The Fourier transform of real-valued data is Hermitian symmetric (I usually just say conjugate symmetric), i.e., $X(f) = X^{*}(-f)$ where $*$ is conjugation and $X(f)$ is the Fourier transform of the real-valued data, $x(t)$. Since the spectrum is $S(f) = |X(f)|^{2} = X(f)X^{*}(f)$, the spectrum is symmetric about $f = 0$.
Now, when you take use the FFT in R
, it is storing the positive frequencies in the 1 through (n/2)+1 indices (the 1st is $f = 0$ and the last, (n/2)+1, is the Nyquist frequency, $f_{N} = \frac{1}{2 \Delta t}$ where $\Delta t$ is the sampling rate or time between samples).
The "negative" frequencies are thus stored in the (n/2)+2 through n indices. As mentioned, the negative frequencies in the spectrum are mirrored in the positive frequencies (except 0 and Nyquist) and so normally we only plot the first (n/2) + 1 frequencies as no more information is gained. You would plot all the frequencies if your data were complex-valued however.
So, the frequencies you are estimating the spectrum at depend on the sampling rate.
I say "negative" because since the Spectrum / Fourier transform are periodic.
A couple of notes if you're interested. The spec.pgram
function in R
isn't actually calculating the periodogram, it's calculating the spectrum using a 10% (by default) cosine taper. There are much better tapers around, specifically the zero-th order Slepian sequence is "the best" (optimal in a broadband bias sense). The Slepian sequences are what are used in the multitaper package (more below).
It is reasonably standard practice to zero-pad your series before estimating the spectrum. This helps to take care of circular autocorrelation and takes advantage of FFT efficiency (series length with small primes as factors are optimal). You also obtain a finer frequency mesh at which the spectrum is estimated (however, no information is gained as these points are basically interpolated). A by-product of zero-padding is that the plots can often look nicer as well.

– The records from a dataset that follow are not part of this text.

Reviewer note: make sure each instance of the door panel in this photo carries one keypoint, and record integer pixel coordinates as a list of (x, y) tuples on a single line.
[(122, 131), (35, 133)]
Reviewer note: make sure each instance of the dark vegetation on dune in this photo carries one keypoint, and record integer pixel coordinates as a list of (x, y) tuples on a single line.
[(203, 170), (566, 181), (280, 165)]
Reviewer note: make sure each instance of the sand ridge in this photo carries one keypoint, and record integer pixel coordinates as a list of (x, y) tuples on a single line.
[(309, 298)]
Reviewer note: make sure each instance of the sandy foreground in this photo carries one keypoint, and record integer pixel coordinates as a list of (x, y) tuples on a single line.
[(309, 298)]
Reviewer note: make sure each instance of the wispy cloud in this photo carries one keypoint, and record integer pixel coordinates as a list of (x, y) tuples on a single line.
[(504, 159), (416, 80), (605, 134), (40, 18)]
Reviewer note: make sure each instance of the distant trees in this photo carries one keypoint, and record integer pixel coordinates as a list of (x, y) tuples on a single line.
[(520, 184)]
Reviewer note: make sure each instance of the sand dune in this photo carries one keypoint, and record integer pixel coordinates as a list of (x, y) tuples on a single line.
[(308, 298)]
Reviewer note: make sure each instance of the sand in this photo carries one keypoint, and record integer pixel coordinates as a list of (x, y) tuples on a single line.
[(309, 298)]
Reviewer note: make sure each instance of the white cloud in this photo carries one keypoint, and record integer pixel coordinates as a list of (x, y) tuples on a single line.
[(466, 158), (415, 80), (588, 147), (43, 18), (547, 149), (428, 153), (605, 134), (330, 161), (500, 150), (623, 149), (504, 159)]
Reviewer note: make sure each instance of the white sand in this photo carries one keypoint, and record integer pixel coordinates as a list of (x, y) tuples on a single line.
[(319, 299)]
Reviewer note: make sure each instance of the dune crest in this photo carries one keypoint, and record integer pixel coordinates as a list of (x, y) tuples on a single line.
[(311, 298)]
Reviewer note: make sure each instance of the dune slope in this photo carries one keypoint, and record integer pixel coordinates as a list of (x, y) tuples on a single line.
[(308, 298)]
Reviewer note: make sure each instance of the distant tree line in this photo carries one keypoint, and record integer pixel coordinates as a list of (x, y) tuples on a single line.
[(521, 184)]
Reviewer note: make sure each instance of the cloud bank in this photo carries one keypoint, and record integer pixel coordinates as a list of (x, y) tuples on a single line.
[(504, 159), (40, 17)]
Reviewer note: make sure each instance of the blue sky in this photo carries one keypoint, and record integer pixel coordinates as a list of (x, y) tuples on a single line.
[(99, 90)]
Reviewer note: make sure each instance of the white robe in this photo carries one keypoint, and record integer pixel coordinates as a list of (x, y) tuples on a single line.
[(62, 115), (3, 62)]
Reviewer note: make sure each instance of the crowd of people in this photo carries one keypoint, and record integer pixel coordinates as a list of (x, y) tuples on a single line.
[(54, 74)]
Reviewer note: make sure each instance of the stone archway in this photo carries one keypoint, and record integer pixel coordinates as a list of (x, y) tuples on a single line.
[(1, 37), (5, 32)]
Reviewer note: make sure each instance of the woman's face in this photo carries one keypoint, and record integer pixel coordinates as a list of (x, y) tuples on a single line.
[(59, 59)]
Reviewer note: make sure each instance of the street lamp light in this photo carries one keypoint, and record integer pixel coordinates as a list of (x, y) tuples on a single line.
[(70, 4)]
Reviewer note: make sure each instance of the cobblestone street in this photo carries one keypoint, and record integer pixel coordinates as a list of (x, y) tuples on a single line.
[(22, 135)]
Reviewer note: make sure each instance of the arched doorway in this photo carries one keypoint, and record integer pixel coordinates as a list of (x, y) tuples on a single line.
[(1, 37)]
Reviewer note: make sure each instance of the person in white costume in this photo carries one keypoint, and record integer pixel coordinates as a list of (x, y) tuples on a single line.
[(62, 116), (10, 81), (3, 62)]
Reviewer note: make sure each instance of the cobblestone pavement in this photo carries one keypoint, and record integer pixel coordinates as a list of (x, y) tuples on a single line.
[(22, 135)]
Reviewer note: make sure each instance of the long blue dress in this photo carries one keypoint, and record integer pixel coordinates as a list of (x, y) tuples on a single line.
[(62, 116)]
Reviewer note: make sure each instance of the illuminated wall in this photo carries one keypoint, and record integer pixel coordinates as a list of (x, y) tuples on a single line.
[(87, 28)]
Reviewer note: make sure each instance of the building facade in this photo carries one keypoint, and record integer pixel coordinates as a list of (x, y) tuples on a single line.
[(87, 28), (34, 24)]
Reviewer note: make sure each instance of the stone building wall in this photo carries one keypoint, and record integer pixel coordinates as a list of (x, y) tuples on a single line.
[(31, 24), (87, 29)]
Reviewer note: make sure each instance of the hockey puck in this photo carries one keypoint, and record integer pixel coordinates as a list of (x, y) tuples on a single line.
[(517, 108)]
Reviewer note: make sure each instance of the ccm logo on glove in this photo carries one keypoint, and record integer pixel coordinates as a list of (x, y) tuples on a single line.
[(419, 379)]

I normally just zero-pad out to a factor of two, but this will depend on application. Say M is my zero-padded length, then:
$$M = 2^{\lfloor\log_{2}(n)\rfloor + 2}$$
Also, if you would like to use an optimal spectral estimator (in the bias / variance sense), there is a package called multitaper that can be used (the periodogram is horrendously biased (in a broad-band sense)). I posted a bit about it here: Power density spectrum formula in R
Hopefully that at least addressed your questions, but if not, please let me know and I'd be happy to try to help out.